This series contains many manuscripts and typescript drafts, as well as printed items, by Fermor and those who knew him. Much of the material found within this section is in Greek. There are many items here which concern the abduction of General Kreipe, including annotated manuscripts and typescripts of Fermor's Abducting a General. Abducting a General was an article commissioned in 1966 by Barrie Pitt and was initially only meant to be 5000 words in length. It ended up growing to over 32,000 words and was published posthumously in 2014 as Abducting a General: The Kreipe Operation and SOE in Crete. Also included in the World War II series is a notable amount of materials relating to Ill Met by Moonlight which include the film itself, related press cuttings, a video cassette tape of its original broadcast, plus interviews with Fermor and other people who worked on the film. This section also contains war reports and articles and speeches by Fermor to do with the war in Crete.

=== Personal papers of Patrick Leigh Fermor ===
Personal effects such as passports and diaries can be found in this series of the Archive. Ten of Fermor's passports are included here dated from 1934 (his first passport) until 2013, two years after he died.

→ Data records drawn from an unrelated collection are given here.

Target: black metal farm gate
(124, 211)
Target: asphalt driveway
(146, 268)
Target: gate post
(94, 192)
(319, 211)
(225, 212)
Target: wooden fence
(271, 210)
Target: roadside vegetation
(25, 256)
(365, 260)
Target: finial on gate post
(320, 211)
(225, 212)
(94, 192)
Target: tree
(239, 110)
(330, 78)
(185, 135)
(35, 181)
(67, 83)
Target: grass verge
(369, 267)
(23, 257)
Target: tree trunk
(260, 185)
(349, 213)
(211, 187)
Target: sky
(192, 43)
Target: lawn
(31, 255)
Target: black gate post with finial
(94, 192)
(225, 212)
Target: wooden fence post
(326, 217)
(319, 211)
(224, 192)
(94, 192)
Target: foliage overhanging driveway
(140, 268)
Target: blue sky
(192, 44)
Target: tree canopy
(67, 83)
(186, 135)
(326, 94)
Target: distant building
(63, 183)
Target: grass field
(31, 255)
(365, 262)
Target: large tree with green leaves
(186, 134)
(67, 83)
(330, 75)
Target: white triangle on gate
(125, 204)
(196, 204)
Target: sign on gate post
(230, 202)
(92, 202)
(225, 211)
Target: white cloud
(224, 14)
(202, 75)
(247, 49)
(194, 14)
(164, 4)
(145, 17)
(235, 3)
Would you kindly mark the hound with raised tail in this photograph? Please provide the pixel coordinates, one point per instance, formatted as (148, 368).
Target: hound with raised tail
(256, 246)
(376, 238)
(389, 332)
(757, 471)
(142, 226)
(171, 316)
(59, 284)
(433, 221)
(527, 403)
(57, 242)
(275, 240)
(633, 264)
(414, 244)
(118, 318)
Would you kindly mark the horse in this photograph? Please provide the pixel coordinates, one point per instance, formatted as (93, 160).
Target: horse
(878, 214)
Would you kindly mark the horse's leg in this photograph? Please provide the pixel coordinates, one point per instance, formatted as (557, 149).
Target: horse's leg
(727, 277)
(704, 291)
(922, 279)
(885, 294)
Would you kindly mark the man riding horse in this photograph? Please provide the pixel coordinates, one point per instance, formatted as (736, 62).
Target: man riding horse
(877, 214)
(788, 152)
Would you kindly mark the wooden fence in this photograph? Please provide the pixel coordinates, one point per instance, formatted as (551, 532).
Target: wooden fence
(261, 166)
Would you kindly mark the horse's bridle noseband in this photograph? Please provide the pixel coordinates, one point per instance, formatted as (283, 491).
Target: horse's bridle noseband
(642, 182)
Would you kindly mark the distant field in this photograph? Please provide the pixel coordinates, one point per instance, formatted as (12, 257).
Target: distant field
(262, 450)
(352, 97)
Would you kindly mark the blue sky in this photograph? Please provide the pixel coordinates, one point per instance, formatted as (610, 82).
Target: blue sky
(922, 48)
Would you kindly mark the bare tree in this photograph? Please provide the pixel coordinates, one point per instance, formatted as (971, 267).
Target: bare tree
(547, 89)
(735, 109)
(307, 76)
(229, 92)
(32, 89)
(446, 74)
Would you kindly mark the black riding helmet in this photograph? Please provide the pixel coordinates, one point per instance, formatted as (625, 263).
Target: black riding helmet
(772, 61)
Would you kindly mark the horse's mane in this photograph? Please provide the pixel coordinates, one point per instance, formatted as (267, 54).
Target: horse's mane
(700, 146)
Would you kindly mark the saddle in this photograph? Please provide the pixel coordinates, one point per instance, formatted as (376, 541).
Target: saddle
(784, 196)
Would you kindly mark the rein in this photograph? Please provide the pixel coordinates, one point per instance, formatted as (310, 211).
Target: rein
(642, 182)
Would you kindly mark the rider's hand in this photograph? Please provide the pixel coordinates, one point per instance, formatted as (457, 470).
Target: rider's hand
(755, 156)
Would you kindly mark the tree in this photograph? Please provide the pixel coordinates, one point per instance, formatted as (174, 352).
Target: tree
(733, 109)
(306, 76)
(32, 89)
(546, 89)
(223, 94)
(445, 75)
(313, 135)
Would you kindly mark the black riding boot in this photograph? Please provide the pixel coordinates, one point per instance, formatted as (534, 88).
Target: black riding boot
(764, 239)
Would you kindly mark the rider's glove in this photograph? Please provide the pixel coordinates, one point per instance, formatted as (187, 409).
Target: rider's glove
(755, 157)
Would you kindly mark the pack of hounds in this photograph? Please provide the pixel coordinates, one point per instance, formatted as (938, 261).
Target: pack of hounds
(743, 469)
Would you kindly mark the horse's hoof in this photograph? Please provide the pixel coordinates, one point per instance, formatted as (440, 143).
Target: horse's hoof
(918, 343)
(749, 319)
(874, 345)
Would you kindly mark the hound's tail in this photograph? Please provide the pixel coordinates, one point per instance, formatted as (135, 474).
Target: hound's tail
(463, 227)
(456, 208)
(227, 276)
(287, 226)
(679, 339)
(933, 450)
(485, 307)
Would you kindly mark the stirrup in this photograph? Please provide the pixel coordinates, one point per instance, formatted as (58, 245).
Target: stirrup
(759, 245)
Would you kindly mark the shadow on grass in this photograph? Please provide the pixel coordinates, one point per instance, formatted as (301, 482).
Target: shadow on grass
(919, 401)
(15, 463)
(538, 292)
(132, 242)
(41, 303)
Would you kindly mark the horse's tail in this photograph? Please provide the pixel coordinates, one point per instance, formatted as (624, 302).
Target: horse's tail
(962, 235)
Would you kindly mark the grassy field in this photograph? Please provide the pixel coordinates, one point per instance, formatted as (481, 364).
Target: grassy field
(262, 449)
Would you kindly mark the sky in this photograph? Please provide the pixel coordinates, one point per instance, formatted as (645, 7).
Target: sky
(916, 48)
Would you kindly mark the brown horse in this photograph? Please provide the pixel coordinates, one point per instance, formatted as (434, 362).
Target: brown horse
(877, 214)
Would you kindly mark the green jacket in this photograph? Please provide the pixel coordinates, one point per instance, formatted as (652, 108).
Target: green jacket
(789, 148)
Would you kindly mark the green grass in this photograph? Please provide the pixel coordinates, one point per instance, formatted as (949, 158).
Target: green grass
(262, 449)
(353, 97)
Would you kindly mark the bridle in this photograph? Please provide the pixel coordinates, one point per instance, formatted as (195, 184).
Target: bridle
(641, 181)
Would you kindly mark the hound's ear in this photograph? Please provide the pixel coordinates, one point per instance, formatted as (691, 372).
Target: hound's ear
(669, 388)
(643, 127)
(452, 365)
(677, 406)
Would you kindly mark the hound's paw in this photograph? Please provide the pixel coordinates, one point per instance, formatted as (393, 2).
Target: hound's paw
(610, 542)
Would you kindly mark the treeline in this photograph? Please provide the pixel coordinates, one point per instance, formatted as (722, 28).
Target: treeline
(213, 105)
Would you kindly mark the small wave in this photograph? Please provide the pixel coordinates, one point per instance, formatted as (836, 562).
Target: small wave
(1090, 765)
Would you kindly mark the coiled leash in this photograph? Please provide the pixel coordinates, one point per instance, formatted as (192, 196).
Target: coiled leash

There are over twenty diaries in this section two, spanning nearly fifty years. His journals, address books and notebooks are located here as well, as are other miscellaneous items such as award certificates and a map of Romania and North Bulgaria (1913), used by Fermor on his trek from the Hook of Holland to Constantinople (1934) with annotations made later.

=== Papers of and concerning Joan Leigh Fermor ===
Similar to the above section on Patrick Leigh Fermor's personal papers, this series consists of pocket diaries, address books and miscellaneous material of and concerning his wife Joan Leigh Fermor, as well as personal correspondence between the couple.

=== Photographs and visual material ===
This series consists of photographs and other visual material relating to Fermor such as individual sketches, sketchbooks, and promotional posters. Significant items included here are photographs taken by William Stanley Moss in Crete during the occupation, photographs taken at Kardamyli, and photographs concerning particular works like those used to illustrate Fermor's books and stills from movies.

=== Published books ===
This series is mainly made up of books written by Fermor that have been published, such as A Time to Keep Silence (1953), A Time of Gifts (1977), and Between the Woods and the Water (1986). Those books included here not written by Fermor have either corrections and annotations made by him or inscriptions dedicated to him and his wife.

== Subsequent additions to the Archive ==

=== Annotated photocopied typescript of Patrick Leigh Fermor's corrected volume III ===
This item was presented to the National Library of Scotland by Caroline Westmore of John Murray publishing in 2015. It is an annotated photocopied typescript of Fermor's corrected volume III, the final part of his book trilogy. This final book was published as The Broken Road in 2013. A Time of Gifts (1977) and Between the Woods and the Water (1986) are the other two volumes included in the trilogy.

=== Further literary papers of Patrick Leigh Fermor ===
This series consists of papers and drafts related to a proposed publication of Fermor's minor writings. These include: Peru in 1971; Spain in 1975; Pyrenees in 1978; Hellespont in 1984; and Albania in 2007. It was presented to the National Library of Scotland in March 2015 by Artemis Cooper.

=== Letters of Patrick and of Joan Leigh Fermor to Bent Juel-Jensen ===
These materials were acquired by the National Library of Scotland in 2018 from Bernard Quaritch, a rare book shop in London, UK. In this addition is one letter and two postcards of Patrick Leigh Fermor and two letters from Joan Leigh Fermor, all addressed to Bent Juel-Jensen, an Oxford-based physician, scholar, and book collector.

=== Letters of Patrick Leigh Fermor to Eva Békássy v. Gescher ===
There are 30 letters and postcards of Fermor to Eva Békássy v. Gescher spanning almost 20 years from 1979 to 1997, and one letter of Gescher to Fermor, dated 1988. Also kept with these is a single photocopied letter of Anne Olivier Bell to Fermor, sent in 1980. The National Library of Scotland received this collection from Farkas Zsófia, Gescher's niece, in 2015.

=== Letters of Patrick Leigh Fermor to Michael and Joey Casey ===
These letters were presented to the National Library of Scotland by Joey Casey in 2015. There are four letters in total from Fermor addressed to Michael and Joey Casey, dated 2004–2005. Michael Casey was Joan Leigh Fermor's nephew and Joey Casey was his wife.

=== Photocopy of a letter, 1983, of Patrick Leigh Fermor, to Robin McDouall, Secretary of the Travellers Club ===
This is a photocopy of a 1983 letter with its original envelope from Fermor to Robin McDouall, Secretary of the Travellers Club in London, UK. The original was sent as a Christmas letter, and contains an English translation of the German poem The Heart of Douglas by Moritz von Strachwitz. The translation was intended for an Oxford University Press book of German verse. This letter was acquired in 2018 from David Croser.

=== Postcards and letters of Joan and Patrick Leigh Fermor to Lyndall Passerini Hopkinson ===
These materials were purchased from Lyndall Passerini Hopkinson, the recipient of the letters, in 2015. There are 20 letters and postcards sent from Fermor himself to Hopkinson, dated from 1985 up until 2003. Also included here are two letters of Joan Leigh Fermor to Hopkinson, dated 1976 and 1988.